If swap utilization is high and you see significant memory pressure you may have found your reason.

'fbackup' uses shared memory segments (see 'shmmax' in your kernel) to buffer the files it is copying. 'fbackup' can have up to six (6) reader processes running at a time. I assume that you have a default 'fbackup' configuration file in place because you are doing a standard SAM backup.

If you have ever killed (-9) any 'fbackup' session, you probably have left orphaned memory segments lying about, tying up part of your memory. A 'ps -ef|grep fbackup' might expose some old processes lingering. If so, a reboot is the easist penalty to pay.

Regards!

...JRF...
Bill Hassell
Honored Contributor

Re: fbackup kills system

The only definitive way to see what is happening is to use the TC command rather than RS (reset) from the GSP. The TC (Transfer of Control) command will force a crash dump which can then be read and the hang condition can be identified.

I agree with James that this may be a memory starvation issue as fbackup can use hundreds of megs of RAM to store all the filenames and this may be a lot more than is available, causing excessive paging as well as a massive slowdown in the backup speed.
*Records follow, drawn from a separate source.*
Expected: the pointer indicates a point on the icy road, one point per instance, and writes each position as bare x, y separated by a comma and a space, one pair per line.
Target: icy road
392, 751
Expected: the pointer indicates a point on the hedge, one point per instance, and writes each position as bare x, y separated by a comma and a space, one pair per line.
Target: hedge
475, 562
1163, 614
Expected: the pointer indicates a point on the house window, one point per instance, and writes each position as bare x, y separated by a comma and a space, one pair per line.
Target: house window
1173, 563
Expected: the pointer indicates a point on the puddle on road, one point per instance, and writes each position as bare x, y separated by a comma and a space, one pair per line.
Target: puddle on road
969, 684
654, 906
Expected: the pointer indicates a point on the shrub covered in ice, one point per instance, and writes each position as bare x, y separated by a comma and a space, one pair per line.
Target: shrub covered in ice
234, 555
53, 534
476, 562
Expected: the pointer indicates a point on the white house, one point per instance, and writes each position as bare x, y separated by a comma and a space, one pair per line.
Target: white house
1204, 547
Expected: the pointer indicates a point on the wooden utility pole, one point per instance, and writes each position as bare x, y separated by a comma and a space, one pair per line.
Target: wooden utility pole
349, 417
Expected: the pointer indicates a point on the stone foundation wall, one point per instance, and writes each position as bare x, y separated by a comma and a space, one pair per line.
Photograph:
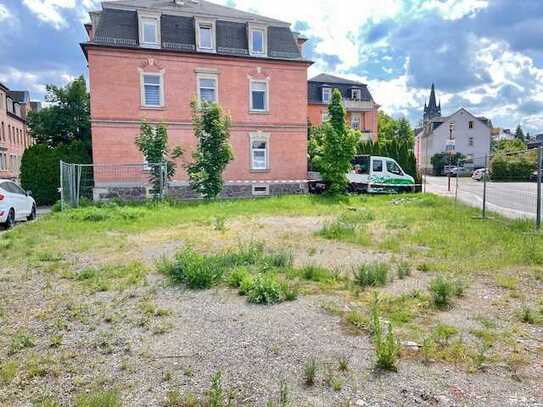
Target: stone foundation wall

Depending on memory fragmentation due to orphaned shared memory segments and other process memory pressure, there may be a lot of virtual memory paging. This paging can indeed cause loss of console or session prompts -- well, eventually they will respond but it may be several minutes.

So check ipcs -bmop to see if there are orphaned segments and clear them. Then run fbackup during the day for a few minutes (until the tape starts moving) and check ipcs -bmop to see just how much shared memory is needed for fbackup. Then terminate fbackup (NEVER use kill -9) with a straight kill or kill -15. If root has been using kill -9 a lot, that is a major source of problems. kill -9 is a last resort and you must cleanup all the program's resources by hand (every time).

You might want to bring HWE patches up to June 2006 level too.


Bill Hassell, sysadmin
David Connolly
Regular Advisor

Re: fbackup kills system

Thanks folks - good advice. I've checked memory after the scheduled backup last night and there doesn't seem to be a significant drop. No problems with swap or orphaned memory segements as far as I can see.

I had set (a long time ago) the dbc_max_pct down to 10% to avoid fbackup hogging hundreds of MB of RAM, so that should help there.

I've put HWE Sept 2005 on so I'll let it run for a couple of days while monitoring the above and see how the patches help.